On the New York Mercantile Exchange, West Texas Intermediate crude Oil for delivery in June traded at $99.90 a barrel during U.S. trading, down 0.36%. New York-traded oil futures hit a session low of $99.87 a barrel and a high of $101.15 a barrel.
The June contract settled down 0.51% at $100.26 a barrel on Thursday.
Nymex oil futures were likely to find support at $98.75 a barrel, the low from May 1, and resistance at $101.15 a barrel, the session high.
Concerns that Ukraine is descending into civil war have pushed up oil prices in recent sessions, as fears persist the conflict could disrupt shipments from Russia, the world’s second-largest exporter after Saudi Arabia.
In spite of the geopolitical uncertainty oil prices fell after investors sold for profits and jumped to the sidelines to await fresh steering currents.
Soft Chinese pricing data pushed oil prices down as well.
China’s April consumer price index rose 1.8% year-on-year, less than market expectations for a 2.0% gain, while the country’s producer price index fell 2.0%, more than market calls for a 1.9% contraction.
Elsewhere, on the ICE Futures Exchange in London, Brent oil futures for June delivery were down 0.29% and trading at US$107.82 a barrel, while the spread between the Brent and U.S. crude contracts stood at US$7.92 a barrel.
In the wake of the American shale gas boom and the cheaper power that has resulted from that boom, U.S. manufacturers have been moving their work back home from overseas, and now foreign manufacturers, especially from Europe, are moving their facilities to the U.S.
While prices in the U.S. power market have fallen due to cheap natural gas, prices in Europe’s power market are much higher, lifted by subsidies for renewable wind and solar power projects.
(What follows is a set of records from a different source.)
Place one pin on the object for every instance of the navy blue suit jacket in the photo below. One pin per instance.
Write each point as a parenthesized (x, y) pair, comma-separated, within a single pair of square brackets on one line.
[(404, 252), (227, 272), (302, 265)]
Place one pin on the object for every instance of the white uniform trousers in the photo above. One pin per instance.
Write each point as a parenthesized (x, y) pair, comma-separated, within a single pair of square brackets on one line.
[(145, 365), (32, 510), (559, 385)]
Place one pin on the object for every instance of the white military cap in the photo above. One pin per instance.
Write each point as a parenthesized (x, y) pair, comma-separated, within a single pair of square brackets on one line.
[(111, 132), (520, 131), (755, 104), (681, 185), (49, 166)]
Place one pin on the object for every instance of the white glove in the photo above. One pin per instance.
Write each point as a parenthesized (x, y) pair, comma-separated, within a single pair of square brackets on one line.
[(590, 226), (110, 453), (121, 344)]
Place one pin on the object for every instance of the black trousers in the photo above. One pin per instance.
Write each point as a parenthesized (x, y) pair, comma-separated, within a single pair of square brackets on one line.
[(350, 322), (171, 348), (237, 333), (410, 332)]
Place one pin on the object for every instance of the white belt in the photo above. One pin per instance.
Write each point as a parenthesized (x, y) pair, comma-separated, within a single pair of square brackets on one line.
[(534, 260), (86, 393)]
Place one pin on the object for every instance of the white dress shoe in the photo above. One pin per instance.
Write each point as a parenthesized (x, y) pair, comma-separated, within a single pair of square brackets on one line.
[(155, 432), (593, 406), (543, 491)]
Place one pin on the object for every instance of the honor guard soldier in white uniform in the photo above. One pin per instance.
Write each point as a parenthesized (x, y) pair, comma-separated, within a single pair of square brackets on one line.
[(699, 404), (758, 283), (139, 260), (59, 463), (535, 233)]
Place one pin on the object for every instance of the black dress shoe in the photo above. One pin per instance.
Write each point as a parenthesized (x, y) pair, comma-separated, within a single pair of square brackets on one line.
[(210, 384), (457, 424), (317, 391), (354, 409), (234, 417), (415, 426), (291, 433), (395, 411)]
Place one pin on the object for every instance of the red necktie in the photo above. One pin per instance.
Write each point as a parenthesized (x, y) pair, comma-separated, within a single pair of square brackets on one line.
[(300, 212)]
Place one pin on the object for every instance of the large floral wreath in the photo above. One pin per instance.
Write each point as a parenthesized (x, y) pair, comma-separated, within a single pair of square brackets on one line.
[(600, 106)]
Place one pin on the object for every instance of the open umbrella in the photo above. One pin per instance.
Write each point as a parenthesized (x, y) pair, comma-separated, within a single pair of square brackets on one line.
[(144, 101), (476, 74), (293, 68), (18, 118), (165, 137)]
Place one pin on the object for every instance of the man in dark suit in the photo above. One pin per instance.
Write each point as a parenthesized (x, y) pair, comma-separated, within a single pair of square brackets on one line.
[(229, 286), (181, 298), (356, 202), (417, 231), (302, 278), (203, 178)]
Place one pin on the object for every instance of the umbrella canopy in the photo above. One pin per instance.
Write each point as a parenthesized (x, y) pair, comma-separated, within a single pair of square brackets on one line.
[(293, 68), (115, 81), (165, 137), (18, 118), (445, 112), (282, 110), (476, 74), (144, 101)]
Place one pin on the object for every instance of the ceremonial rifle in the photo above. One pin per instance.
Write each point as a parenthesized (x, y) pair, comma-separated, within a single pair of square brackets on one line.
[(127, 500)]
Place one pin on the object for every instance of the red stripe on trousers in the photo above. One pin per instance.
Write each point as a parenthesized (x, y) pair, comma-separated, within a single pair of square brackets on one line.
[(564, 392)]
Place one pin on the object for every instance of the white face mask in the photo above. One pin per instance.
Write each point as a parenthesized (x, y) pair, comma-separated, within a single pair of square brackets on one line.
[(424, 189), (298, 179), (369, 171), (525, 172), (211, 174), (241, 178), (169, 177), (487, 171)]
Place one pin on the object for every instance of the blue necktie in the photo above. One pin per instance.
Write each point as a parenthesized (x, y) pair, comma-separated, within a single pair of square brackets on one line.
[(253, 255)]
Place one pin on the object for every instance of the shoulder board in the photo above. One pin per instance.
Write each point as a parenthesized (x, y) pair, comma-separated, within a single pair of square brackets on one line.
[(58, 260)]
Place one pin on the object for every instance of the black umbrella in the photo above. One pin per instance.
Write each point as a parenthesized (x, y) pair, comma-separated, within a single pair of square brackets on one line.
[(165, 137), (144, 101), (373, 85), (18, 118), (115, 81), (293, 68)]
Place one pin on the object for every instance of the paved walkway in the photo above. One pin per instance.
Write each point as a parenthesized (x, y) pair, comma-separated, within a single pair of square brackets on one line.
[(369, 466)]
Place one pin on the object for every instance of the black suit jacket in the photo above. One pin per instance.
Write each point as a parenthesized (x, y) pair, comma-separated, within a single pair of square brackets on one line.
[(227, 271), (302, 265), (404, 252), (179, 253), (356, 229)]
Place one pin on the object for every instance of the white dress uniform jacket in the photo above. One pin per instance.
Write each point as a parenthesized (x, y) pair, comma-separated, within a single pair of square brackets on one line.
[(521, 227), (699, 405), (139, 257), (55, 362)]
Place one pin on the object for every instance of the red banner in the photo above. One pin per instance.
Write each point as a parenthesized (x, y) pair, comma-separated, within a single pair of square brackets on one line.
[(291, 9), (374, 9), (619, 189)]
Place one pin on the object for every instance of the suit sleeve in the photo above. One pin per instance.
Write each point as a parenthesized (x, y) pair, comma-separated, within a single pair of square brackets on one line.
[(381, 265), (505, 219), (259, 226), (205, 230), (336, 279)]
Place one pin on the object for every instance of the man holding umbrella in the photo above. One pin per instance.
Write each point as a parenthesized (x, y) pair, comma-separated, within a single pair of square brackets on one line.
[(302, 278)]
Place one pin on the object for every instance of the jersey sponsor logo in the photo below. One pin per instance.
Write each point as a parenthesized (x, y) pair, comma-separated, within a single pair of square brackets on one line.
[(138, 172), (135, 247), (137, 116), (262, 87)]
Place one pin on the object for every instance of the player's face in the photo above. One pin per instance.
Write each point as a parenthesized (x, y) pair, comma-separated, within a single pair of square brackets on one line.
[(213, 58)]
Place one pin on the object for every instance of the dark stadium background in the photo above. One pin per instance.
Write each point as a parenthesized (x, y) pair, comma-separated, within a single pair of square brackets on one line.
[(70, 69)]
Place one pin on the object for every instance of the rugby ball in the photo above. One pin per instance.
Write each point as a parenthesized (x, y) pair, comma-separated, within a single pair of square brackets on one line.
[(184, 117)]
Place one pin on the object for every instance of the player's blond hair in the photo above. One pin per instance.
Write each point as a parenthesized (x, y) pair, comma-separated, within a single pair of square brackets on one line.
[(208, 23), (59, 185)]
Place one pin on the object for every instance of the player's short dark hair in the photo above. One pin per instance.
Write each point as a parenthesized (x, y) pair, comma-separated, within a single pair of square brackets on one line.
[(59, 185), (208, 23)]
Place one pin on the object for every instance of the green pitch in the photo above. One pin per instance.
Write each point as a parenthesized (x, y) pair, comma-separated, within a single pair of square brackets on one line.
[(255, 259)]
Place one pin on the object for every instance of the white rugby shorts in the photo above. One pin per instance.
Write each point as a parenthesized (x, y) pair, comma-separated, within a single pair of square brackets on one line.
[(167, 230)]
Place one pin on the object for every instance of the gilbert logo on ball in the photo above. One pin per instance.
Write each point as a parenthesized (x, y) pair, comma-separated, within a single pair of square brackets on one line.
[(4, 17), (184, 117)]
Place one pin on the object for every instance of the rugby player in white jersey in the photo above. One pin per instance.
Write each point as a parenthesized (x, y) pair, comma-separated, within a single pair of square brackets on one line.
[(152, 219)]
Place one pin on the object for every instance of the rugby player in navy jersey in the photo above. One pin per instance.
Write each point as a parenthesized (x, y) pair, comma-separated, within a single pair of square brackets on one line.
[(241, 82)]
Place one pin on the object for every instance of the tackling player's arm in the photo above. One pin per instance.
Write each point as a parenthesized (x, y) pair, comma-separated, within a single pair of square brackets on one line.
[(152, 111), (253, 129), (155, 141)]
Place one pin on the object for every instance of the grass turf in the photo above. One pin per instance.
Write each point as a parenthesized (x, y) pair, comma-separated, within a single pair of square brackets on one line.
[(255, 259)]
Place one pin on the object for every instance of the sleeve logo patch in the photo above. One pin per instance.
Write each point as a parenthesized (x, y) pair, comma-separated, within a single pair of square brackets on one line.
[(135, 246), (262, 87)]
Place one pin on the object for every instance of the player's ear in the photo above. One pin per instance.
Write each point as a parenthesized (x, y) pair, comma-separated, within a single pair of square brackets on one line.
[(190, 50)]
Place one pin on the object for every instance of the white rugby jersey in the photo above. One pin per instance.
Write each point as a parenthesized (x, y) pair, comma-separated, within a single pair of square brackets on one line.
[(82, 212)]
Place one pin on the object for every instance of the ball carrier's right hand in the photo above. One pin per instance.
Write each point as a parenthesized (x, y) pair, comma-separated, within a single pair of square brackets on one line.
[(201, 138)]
European utilities have been decommissioning thousands of gigawatts from turbines in an effort to minimize losses.
Natural gas prices fell on Friday as investors avoided the commodity after data release earlier this week revealed that stockpiles rose more than expected last week.
On the New York Mercantile Exchange, natural gas futures for delivery in June traded at $4.517 per million British thermal units during U.S. trading, down 1.21%. The commodity hit session high of $4.598 and a low of $4.514.
The June contract settled down 3.54% on Thursday to end at $4.572 per million British thermal units.
Natural gas futures were likely to find support at $4.487 per million British thermal units, the low from April 17, and resistance at $4.825, Wednesday’s high.
The U.S. Energy Information Administration said in its weekly report that natural gas storage in the U.S. in the week ending May 2 rose by 74 billion cubic feet, above forecasts for an increase of 71 billion cubic feet.
The numbers sent prices falling, as investors were betting that a recent cool snap would have hiked demand on expectations for demand for heating to rise.
The five-year average change for the week is a build of 58 billion cubic feet.
Total U.S. natural gas storage stood at 1.055 trillion cubic feet. Stocks were 797 billion cubic feet less than last year at this time and 982 billion cubic feet below the five-year average of 2.037 trillion cubic feet for this time of year.
The report showed that in the East Region, stocks were 473 billion cubic feet below the five-year average, following net injections of 35 billion cubic feet.
Stocks in the Producing Region were 389 billion cubic feet below the five-year average of 844 billion cubic feet after a net injection of 27 billion cubic feet.
Producers would need to add 2.6 trillion to 2.9 trillion cubic feet to storage by November 1 to meet typical winter demand, analysts said.
Elsewhere, updated weather forecasting models called for a return of mild temperatures across the eastern half of the U.S. that should edge out a heat wave, which also watered down prices.
Spring and fall see the weakest demand for natural gas in the U.S, as the absence of extreme temperatures curbs demand for heating and air conditioning.
Approximately 52% of U.S. households use natural gas for heating, according to the Energy Department.